A recent study by Nielsen and the IAB recommended moving 15% of TV budgets to online video in order to increase reach at a lower cost. It seems that some online video buyers are taking heed. In their Q1 2013 “State of the Industry in Online Video” study, Adap.tv and Digiday find that 72% of video buyers’ budgets for the medium increased in the last year, by an average of 53% (compared to a 20% hike in Q1 2012). Among those who increased their spending, 39% re-allocated funds from TV budgets (up 12% points), with the amount of TV spending cannibalized averaging out at 11%. But the study finds that display budgets may be more in peril than TV dollars.
In fact, slightly more buyers (41%) took money from their display ad budgets than their TV budgets to fund their online video increases. The researchers believe that display budget cannibalization may ramp up more quickly than for TV because buyers are increasingly seeing their campaigns as being more aligned with TV than with display. This year, 54% believe that video should be more aligned with TV than display, and that’s up from 49% last year. By contrast, the proportion who believe video should be more aligned with display fell from 40% to 35%. What’s more, two-thirds of buyers view online video as a direct complement to TV (up from 56% in 2011), compared to only 9% who view it as a replacement for TV (down from 11% in 2011).
- The share of buyers purchasing video advertising remained fairly stable, at 73%, though that was down from 78% in Q1 2012.
- 89% of publishers responding to the survey reported selling online video, up from 76% in 2010.
- 93% of buyers reported buying directly from video content producers, up from 52% last year. 31% participate in TV upfronts, up from 19% in 2012, but down from 44% in 2011.
- 24% of publishers reported running a private video ad marketplace, up from 8% in 2012.
- 47% of agencies and 43% of brand advertisers report currently purchasing premium inventory from private marketplaces.
- 3 in 4 buyers do not believe that online video inventory is scarce.
- 48% of agencies are using 3rd-party validation to guarantee audiences (such as Nielsen OCR or comScore Campaign Essentials). While that’s down from 54% last year, the proportion of advertisers doing so has grown by 11% points, to 52%.

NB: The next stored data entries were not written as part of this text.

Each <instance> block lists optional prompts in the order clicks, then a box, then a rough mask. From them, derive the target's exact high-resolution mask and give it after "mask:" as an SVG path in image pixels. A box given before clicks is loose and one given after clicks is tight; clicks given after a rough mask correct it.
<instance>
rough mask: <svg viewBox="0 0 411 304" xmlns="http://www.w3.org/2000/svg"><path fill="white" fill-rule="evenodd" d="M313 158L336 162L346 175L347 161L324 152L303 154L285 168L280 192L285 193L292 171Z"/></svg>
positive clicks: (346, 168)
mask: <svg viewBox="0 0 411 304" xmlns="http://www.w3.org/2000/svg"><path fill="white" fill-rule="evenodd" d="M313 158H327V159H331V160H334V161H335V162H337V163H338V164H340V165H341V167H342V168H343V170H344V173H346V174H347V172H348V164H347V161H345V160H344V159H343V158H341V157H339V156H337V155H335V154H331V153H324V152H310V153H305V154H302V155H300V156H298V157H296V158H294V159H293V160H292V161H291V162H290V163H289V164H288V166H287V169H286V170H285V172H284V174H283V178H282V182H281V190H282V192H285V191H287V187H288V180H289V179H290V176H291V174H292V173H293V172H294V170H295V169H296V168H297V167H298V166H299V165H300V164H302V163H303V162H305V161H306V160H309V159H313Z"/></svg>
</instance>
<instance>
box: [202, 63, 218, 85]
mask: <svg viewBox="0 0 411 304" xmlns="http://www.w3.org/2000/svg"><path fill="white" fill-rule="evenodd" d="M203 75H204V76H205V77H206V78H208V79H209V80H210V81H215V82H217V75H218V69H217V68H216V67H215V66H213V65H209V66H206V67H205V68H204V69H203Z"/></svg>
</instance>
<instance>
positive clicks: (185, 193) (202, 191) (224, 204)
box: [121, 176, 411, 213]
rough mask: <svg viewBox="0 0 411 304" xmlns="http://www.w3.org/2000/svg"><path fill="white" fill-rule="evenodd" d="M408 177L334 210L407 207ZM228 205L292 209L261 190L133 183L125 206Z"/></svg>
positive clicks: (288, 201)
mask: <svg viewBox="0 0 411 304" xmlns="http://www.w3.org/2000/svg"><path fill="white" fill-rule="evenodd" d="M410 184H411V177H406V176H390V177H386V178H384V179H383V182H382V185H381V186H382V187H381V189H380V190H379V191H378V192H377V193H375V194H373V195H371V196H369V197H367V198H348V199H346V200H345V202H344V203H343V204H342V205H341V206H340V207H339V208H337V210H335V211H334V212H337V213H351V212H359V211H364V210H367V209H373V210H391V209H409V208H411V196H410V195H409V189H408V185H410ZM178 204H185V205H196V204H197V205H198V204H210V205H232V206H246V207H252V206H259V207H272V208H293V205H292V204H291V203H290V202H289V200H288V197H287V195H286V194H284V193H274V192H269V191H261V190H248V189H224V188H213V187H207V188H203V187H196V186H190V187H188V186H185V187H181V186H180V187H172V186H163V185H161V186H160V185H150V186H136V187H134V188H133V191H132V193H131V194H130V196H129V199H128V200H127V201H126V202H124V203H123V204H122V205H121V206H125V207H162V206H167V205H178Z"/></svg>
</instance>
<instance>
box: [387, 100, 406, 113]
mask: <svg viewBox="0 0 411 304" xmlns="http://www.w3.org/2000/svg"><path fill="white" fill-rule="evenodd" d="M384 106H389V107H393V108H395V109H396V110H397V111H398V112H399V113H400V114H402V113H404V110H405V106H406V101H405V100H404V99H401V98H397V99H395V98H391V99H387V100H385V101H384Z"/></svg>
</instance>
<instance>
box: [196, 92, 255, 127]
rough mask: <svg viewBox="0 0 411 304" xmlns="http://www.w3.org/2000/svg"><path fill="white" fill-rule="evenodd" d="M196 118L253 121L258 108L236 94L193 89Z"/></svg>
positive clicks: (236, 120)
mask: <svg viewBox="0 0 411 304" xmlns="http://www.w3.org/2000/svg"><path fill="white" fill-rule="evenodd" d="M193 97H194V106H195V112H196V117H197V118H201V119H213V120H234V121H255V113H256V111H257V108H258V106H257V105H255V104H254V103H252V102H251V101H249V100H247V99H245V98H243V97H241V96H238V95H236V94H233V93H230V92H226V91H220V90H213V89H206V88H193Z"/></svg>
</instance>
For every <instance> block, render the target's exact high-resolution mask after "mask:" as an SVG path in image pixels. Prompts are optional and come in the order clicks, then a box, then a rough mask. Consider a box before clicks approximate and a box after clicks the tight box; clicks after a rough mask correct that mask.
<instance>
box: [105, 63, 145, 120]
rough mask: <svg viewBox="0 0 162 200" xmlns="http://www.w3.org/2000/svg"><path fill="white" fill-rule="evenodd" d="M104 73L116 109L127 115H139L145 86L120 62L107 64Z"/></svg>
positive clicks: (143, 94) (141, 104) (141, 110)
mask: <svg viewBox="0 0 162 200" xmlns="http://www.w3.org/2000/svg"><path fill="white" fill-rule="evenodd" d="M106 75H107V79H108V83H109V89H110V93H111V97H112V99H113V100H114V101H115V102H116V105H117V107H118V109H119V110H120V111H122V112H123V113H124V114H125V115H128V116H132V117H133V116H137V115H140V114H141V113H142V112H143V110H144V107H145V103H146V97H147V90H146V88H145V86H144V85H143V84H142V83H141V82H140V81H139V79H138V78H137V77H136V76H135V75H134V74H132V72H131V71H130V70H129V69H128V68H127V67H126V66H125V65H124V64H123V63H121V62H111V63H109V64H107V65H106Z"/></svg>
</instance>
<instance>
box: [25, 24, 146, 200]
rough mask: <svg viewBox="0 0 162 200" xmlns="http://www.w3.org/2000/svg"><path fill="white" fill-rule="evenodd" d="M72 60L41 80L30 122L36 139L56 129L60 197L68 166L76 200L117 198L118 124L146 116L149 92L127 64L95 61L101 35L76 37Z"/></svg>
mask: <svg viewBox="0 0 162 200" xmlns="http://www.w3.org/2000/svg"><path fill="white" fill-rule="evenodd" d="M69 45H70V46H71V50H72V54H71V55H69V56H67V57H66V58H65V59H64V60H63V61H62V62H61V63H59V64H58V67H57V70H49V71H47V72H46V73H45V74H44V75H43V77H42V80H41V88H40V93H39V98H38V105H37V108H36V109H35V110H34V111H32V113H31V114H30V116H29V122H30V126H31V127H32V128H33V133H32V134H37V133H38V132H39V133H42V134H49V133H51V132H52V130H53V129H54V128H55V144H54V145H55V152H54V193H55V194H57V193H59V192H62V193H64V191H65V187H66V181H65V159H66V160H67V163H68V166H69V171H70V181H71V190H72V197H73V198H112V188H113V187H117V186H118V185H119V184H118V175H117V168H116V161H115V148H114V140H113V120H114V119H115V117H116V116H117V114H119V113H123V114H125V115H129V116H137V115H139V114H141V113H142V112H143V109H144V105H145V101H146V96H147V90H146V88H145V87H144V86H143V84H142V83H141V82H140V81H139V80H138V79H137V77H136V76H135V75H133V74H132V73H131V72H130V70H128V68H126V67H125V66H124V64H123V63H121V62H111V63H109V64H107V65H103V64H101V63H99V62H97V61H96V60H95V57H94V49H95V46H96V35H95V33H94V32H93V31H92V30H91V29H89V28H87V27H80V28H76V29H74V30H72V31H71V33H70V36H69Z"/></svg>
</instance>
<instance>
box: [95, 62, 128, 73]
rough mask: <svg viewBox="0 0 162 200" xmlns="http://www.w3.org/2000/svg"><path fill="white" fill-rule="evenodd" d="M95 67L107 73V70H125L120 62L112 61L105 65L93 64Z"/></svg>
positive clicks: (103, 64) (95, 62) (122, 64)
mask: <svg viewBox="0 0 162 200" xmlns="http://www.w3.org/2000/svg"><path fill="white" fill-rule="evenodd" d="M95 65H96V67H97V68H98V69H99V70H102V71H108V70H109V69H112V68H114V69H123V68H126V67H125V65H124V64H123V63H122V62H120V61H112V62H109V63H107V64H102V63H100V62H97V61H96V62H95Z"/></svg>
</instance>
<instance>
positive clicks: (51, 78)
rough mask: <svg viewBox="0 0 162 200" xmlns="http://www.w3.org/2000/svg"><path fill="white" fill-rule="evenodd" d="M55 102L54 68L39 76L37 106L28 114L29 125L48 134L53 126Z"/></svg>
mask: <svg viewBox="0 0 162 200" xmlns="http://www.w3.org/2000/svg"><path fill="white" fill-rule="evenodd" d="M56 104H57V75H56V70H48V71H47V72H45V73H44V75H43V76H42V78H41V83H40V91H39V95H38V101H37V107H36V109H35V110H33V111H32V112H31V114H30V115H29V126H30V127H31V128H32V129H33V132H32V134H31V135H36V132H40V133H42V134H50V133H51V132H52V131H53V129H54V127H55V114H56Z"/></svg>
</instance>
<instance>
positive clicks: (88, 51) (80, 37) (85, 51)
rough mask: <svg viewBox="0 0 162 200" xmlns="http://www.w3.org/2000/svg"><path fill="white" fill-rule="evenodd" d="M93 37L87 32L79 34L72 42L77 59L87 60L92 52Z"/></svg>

- Although 73% of agencies believe that the introduction of audience guarantees has been a good thing for the digital advertising industry, only 34% of publishers concur.
- 48% of buyers buy mobile video, up from 32% last year.
- 82% of advertisers and 75% of agencies see mobile video as a viable complement to TV broadcast and online video.
- Advertisers and agencies see the biggest barriers to greater spending on mobile video to be the lack of reporting and measurement (39% and 40%, respectively) and the lack of scale of premium inventory (32% and 27%, respectively).
About the Data: The data is derived from a survey of more than 750 professionals from across the digital media industry. Given Digiday’s base of digital media and marketing pros, participants in the twice annual online video state of the industry survey are much more likely to be digital rather than traditional television advertising and media execs. In terms of make-up, the majority of participants work for either an agency or trading desk (50%), followed by video producers (23%), brands (12%) and buy-side intermediaries (ad networks, exchanges and demand-side platforms – 15%).